Patients and Methods

Serum Samples

A total of 205 patients with hepatitis virus infection from Zhejiang Xiaoshan Hospital and Wuxi NO.5 People’s Hospital were included in the study. Patients comprising 68 patients infected with HBV (46 patients with hepatitis and 22 patients with hepatitis and fibrosis), 60 patients infected with HCV (47 patients with hepatitis and 13 patients with hepatitis and fibrosis), and 77 patients infected with HCV (50 patients with hepatitis and 27 patients with hepatitis and fibrosis). In addition, 88 healthy individuals were also included in the study. The samples were included in two batches successively. The first batch included 50 healthy people, 90 hepatitis patients, and 32 patients with hepatitis and fibrosis. The first batch was included from 2020.1 to 2020.6. The second batch was included 38 healthy people, 53 hepatitis patients, and 30 patients with hepatitis and fibrosis. The second batch was included from 2020.7 to 2020.12. The healthy control group was composed of adults who came to the hospital for physical examination and had no history of liver disease and were negative for HBV, HCV, and HEV infections. A total of 68 patients tested positive for hepatitis B surface antigen positivity, 60 patients tested positive for anti-HCV IgG positivity, and 77 patients tested positive for anti-HEV IgG positivity. Patients with hepatitis and fibrosis had undergone liver biopsy with significant fibrosis (METAVIR status F3-F4; F3, numerous septa without cirrhosis; and F4, cirrhosis). A complete medical history was taken and physical examination carried out in all patients and controls. Exclusion criteria were HIV infection, HAV infection, auto-immune hepatitis, non-alcoholic fatty liver diseases (excluded based on histopathological findings), patients with uncontrolled psychiatric disorders, cardiac diseases (cardiomyopathy, arrhythmias, ischemia, myocarditis and significant valvular disease), severe comorbid diseases (renal failure, hypertension), congenital liver disease, a history of alcohol intake and pregnancy.

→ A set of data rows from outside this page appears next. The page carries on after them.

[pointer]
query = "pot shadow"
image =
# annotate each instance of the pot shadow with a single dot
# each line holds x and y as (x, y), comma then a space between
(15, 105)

Serum collection and storage: venous blood (5 mL) was collected from each participant and centrifuged at 4,000 rpm for 10 min. The supernatant (serum) was stored at −80^°C for subsequent use. Serum alanine aminotransferase (ALT), aspartate aminotransferase (AST), albumin (ALB), hyaluronic acid (HA), direct bilirubin (Dbil), hepatitis B surface antigen (HBsAg), and total bilirubin (Tbil) were provided by the hospital.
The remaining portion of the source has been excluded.